Welcome to the new and improved Rutabagan, sponsored by the Advanced Rutabaga Studies Institute in Forest Grove, Oregon, Rutabaga Capital of the World since 1951. Please be sure to visit and comment upon our popular website, where you'll learn that December, 2006, has been declared National Rutabaga Month!


To get things started, here's our Letter of the Day:

C.J.: "My mother-in-law refers to rutabagas as "rutabagie" (or "rutabaggie," "rutabagy," or "rutabaggy"; I've never asked her to spell it). At first, this just made me bite my tongue and chuckle quietly inside at family gatherings. But after some research, making rutabaga plural by adding a "y" or "ie" ending seems to have come from northern
Europe somewhere. There is a reference to it in "The Roxburghshire Word-Book" by George Watson, but one needs a membership to JSTOR (www.jstor.org) to look at this online. Any idea where this all started?"

Thanks for your interesting query, C.J. The ultimate source on such etymological questions is the indefatigable Finnish rutascholar Hannu Ahok, who claims that the rutabaga resulted from the hybridization of turnips and cabbages by Finnish farmers. He states that Finnish immigrants "probably brought rutabagas to
Sweden" after 1530. One of the three Finnish names for the rutabaga was raatikka, but the singular noun rotabagge first appeared in 1766 in the local dialect of West Gothia, Sweden. Rota means "root" and bagge means "ram" (as in "driven into the land" or possibly "ram's testicle"). So your mother-in-law's pronunciation may have evolved directly from the Swedish bagge, in which the final "e" could be rendered as the English -ie or -y. (Does she have any Swedish ancestry?)

Finnish immigrants to
New Sweden (now Delaware) evidently brought the rutabaga to North America in the 17th century, when it was also introduced in western Europe and Siberia.

Source: On the Evolution, Spread and Names of Rutabaga, by Hannu Ahokas, Interdisciplnary Biology, Agriculture, Linguistics and Antiquities 1:1-32 (2004).
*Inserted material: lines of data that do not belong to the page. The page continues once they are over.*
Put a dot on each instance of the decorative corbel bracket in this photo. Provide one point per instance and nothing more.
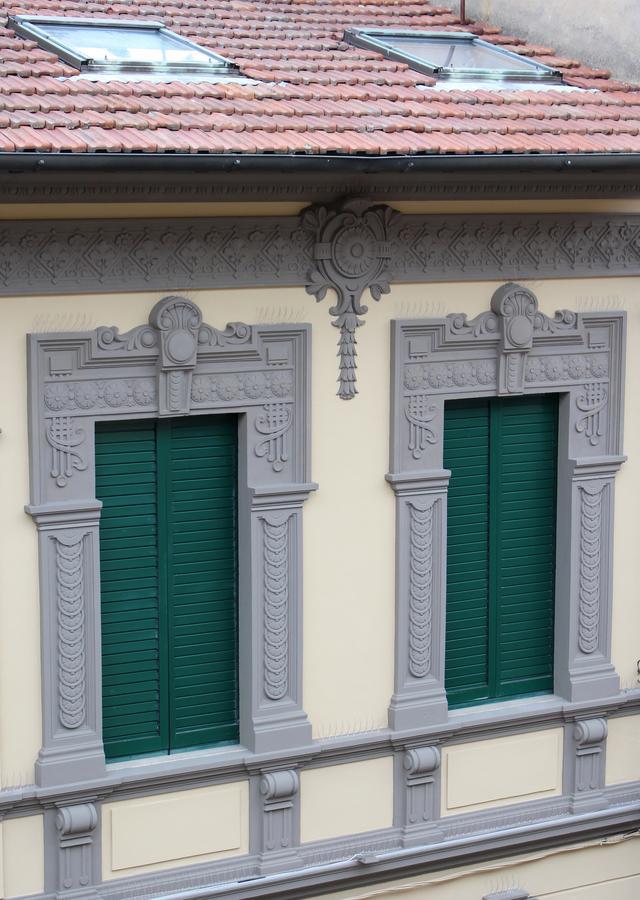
(351, 254)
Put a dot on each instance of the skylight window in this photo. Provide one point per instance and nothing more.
(454, 55)
(119, 45)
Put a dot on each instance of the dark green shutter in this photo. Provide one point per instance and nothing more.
(126, 482)
(199, 462)
(466, 453)
(168, 555)
(501, 547)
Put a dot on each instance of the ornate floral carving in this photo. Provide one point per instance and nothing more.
(276, 608)
(65, 438)
(420, 589)
(439, 376)
(274, 423)
(91, 395)
(590, 576)
(574, 367)
(591, 402)
(420, 412)
(351, 253)
(71, 630)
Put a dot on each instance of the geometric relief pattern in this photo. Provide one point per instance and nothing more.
(276, 608)
(591, 402)
(590, 568)
(65, 438)
(71, 630)
(420, 589)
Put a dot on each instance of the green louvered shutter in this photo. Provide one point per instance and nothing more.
(126, 481)
(524, 467)
(466, 454)
(502, 454)
(199, 461)
(168, 558)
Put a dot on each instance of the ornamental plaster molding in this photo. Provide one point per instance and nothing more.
(175, 364)
(511, 349)
(353, 247)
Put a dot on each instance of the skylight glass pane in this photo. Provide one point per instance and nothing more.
(122, 45)
(465, 54)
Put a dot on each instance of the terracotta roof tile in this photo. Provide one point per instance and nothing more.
(315, 93)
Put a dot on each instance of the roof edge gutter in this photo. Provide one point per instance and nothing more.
(290, 164)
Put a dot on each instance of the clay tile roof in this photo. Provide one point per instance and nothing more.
(315, 94)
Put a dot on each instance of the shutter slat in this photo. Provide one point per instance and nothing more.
(466, 454)
(126, 483)
(525, 475)
(201, 464)
(501, 517)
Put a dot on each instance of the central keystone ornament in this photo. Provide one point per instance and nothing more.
(351, 252)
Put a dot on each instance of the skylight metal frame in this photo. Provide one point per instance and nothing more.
(30, 27)
(373, 39)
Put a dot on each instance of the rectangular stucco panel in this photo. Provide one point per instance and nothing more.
(623, 750)
(175, 829)
(346, 799)
(23, 856)
(348, 524)
(502, 771)
(587, 872)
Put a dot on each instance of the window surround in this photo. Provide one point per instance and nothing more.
(513, 349)
(175, 365)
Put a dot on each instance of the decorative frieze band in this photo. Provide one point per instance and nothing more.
(355, 248)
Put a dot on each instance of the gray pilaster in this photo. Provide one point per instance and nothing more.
(417, 795)
(419, 697)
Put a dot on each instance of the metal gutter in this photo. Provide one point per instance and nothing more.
(287, 164)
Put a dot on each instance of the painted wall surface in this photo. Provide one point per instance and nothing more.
(348, 522)
(623, 750)
(604, 36)
(346, 799)
(586, 872)
(22, 856)
(513, 769)
(175, 829)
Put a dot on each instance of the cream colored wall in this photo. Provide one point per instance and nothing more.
(340, 800)
(623, 750)
(348, 523)
(501, 771)
(22, 856)
(607, 871)
(165, 831)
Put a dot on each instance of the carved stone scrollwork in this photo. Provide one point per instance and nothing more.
(76, 857)
(591, 403)
(276, 609)
(420, 589)
(274, 424)
(351, 254)
(590, 553)
(65, 438)
(71, 630)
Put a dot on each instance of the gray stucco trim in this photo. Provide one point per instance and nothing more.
(346, 863)
(513, 349)
(355, 247)
(175, 365)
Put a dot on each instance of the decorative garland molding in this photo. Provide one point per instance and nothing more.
(511, 349)
(354, 247)
(174, 365)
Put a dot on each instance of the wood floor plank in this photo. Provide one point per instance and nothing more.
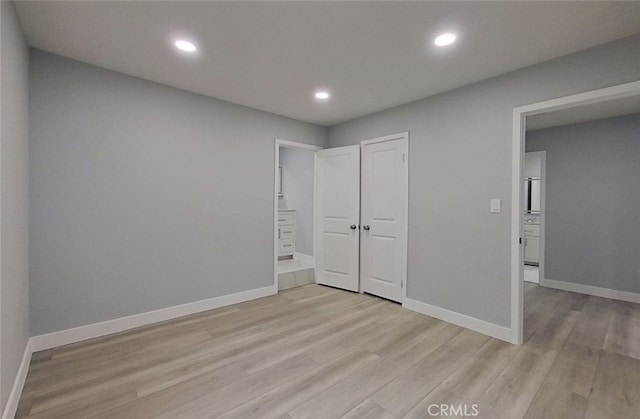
(556, 402)
(623, 332)
(302, 388)
(513, 391)
(228, 398)
(344, 396)
(368, 410)
(616, 388)
(402, 394)
(593, 322)
(471, 380)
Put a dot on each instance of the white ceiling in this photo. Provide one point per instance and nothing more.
(273, 55)
(585, 113)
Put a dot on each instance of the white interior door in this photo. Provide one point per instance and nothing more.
(384, 217)
(338, 217)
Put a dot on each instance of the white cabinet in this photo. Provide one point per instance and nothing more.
(286, 232)
(532, 243)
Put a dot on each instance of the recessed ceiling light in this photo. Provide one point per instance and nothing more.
(185, 46)
(445, 39)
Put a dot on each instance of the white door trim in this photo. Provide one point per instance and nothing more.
(518, 135)
(290, 144)
(399, 136)
(543, 209)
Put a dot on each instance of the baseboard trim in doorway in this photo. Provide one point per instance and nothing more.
(11, 407)
(77, 334)
(631, 297)
(459, 319)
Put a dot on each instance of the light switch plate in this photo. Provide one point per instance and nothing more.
(496, 206)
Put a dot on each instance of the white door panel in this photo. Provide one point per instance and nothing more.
(384, 209)
(337, 211)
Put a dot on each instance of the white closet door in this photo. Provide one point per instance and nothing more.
(338, 217)
(384, 218)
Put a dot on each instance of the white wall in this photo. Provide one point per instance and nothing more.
(144, 196)
(14, 235)
(298, 179)
(593, 202)
(532, 165)
(460, 158)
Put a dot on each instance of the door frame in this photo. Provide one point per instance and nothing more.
(543, 211)
(278, 143)
(518, 137)
(399, 136)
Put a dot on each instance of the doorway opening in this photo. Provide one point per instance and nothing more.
(566, 110)
(294, 201)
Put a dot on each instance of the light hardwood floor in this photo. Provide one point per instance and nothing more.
(319, 352)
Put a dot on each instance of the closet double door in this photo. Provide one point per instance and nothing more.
(361, 216)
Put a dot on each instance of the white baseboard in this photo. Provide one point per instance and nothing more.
(18, 384)
(631, 297)
(77, 334)
(468, 322)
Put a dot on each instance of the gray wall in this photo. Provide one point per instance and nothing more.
(460, 158)
(593, 202)
(298, 193)
(14, 236)
(144, 196)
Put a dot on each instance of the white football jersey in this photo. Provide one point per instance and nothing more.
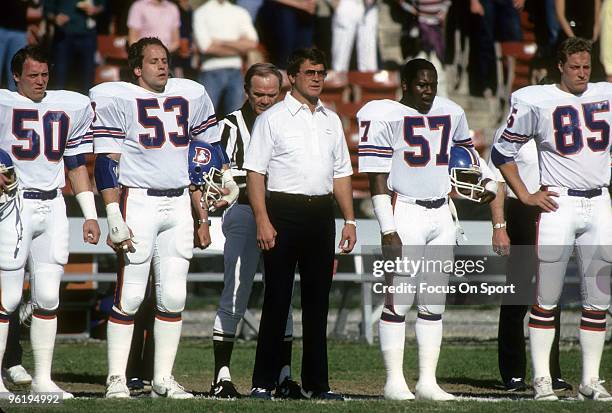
(38, 135)
(572, 133)
(152, 130)
(412, 147)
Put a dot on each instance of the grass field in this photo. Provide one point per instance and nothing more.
(356, 370)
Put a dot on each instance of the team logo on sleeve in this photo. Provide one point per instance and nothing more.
(202, 156)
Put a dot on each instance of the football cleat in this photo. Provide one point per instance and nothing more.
(594, 391)
(431, 391)
(224, 389)
(396, 390)
(542, 389)
(169, 388)
(289, 389)
(50, 387)
(116, 388)
(261, 394)
(17, 375)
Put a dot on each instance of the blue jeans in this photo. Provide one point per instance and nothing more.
(10, 42)
(225, 88)
(75, 49)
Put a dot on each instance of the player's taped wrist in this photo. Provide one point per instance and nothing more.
(117, 228)
(384, 213)
(231, 185)
(88, 204)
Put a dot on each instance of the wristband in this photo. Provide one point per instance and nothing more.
(384, 213)
(87, 204)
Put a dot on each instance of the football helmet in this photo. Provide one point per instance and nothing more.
(205, 173)
(8, 170)
(465, 173)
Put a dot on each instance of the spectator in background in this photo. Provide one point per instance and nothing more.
(606, 38)
(355, 18)
(155, 18)
(582, 18)
(74, 40)
(224, 34)
(286, 25)
(13, 33)
(494, 20)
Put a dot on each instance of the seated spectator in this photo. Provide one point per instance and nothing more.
(355, 18)
(224, 34)
(155, 18)
(74, 40)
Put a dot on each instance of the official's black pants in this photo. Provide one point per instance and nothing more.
(522, 264)
(306, 237)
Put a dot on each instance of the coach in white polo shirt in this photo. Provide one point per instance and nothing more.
(300, 146)
(519, 230)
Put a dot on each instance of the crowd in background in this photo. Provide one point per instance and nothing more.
(212, 40)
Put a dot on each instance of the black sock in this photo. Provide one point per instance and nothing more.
(223, 355)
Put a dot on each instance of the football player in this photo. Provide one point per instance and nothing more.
(570, 123)
(405, 149)
(144, 130)
(43, 131)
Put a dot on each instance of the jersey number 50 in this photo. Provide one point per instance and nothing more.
(54, 143)
(566, 121)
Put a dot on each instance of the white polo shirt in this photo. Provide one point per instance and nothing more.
(300, 151)
(527, 163)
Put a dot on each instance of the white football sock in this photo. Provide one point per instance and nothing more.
(119, 340)
(167, 335)
(429, 340)
(42, 337)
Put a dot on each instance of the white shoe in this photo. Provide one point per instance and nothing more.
(116, 388)
(542, 389)
(169, 388)
(397, 390)
(17, 375)
(431, 391)
(594, 391)
(49, 387)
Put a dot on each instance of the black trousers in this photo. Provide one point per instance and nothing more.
(306, 237)
(522, 265)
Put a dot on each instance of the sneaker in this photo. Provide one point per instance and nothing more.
(116, 388)
(261, 393)
(561, 385)
(224, 389)
(17, 375)
(169, 388)
(542, 388)
(50, 387)
(323, 395)
(594, 391)
(516, 384)
(289, 389)
(432, 391)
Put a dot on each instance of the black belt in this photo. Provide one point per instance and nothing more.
(282, 196)
(166, 192)
(587, 193)
(42, 195)
(434, 203)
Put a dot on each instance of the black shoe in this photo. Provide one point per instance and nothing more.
(289, 389)
(516, 384)
(261, 394)
(324, 395)
(561, 385)
(224, 389)
(135, 384)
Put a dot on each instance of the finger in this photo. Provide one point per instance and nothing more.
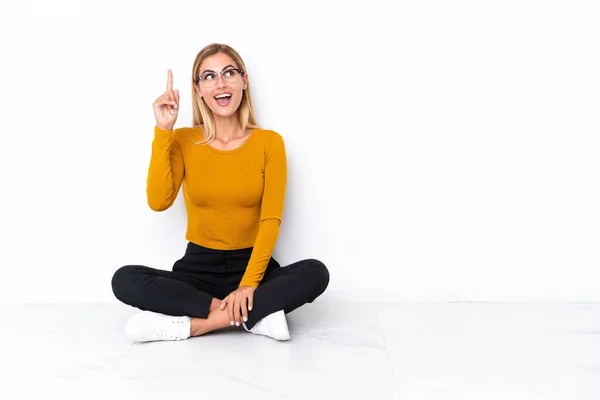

[Please note that many ARSI rutabotanists are now convinced that the turnip and cabbage are hybridized variations of the rutabaga, rather than the reverse.]

4 comments:

Anonymous said...

Complètement modeste enfin Nous devons avoir beaucoup de peuples des cultures impaires dans notre manoir pendant des vacances en mois de rutabaga. AM dans souhaiter fini de douleur comprendre le choix du vin pour exhiber mieux les tendances du 'baga. Énormément vôtre, Karine

Anonymous said...

Es ist eine vorhin wenig bekannte Tatsache, daß das getrocknete Rübepuder, leicht abgewischt unter den Armen und im Nabel, diese Mikrobe-geplagten Bereiche dezimiert und sie geruchsfrei macht.

Obie MacAroon said...

Chère Karine,

Comme vin qui exhibite mieux "les tendances du 'bega," je peux vivement vous recommander le 1979 Château de Corton-André (Côte de Beaune), qui vous offre une dégustation souple, rond et velouté.

J'ose aussi vous recommander un vodka polonais de rutabaga, si vous pouvez en trouver (même en Pologne).

Bon appétit, et meilleurs voeux pour un joyeux Noël et une bonne et heureuse année,

Obie MacAroon III

obie macaroon said...

Lieber Freund,

Danke zu dieser faszinierenden Information, die mein Nabel und Unter Armen (und meine Frau!) schätzen.